I got impatient after about 10 minutes and decided to start walking in the direction the bus would be going. It was still dark and I could see the stars extremely well in the thin air without light pollution. I walked for about 15 minutes when a voice called out, ¨Hola,¨ from the dark on my left. I could only see the silhouette of a pair of legs and a poncho standing five yards back from the edge of the embankment. The voice seemed friendly enough so I answered, and this is how I met Augustín, farmer and father of six.
He told me that the bus didn´t come until 5:30. We waited together while taking shelter from the wind behind the embankment and discussed our respective families and what kinds of crops (potatoes, etc.) and animals (cows, horses, pigs) he raises. Augustín was born there and has lived there his whole life. His oldest son is 28 and lives in Latacunga, and his oldest daughter is a student in Quito. Anyway, Augustín was one of the nicest people I´ve met here. The bus came just after 5:30 and away we went.

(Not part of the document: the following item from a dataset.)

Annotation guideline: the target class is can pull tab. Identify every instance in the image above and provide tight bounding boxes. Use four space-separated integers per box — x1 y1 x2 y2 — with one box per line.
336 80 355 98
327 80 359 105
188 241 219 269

I caught a bus for Ambato from Latacunga, then to Riobamba, where I am now. I got in at 10:30am and spent the day walking around the city. I had two good meals and set up a mountain biking tour for tomorrow on Chimborazo, Ecuador´s highest mountain. The tour will take all day, and on Saturday Riobamba has a large market--woohoo souvenir shopping. I´ll go to Cuenca on Saturday afternoon, and we´ll see what happens in between. Hasta la próxima vez, adios.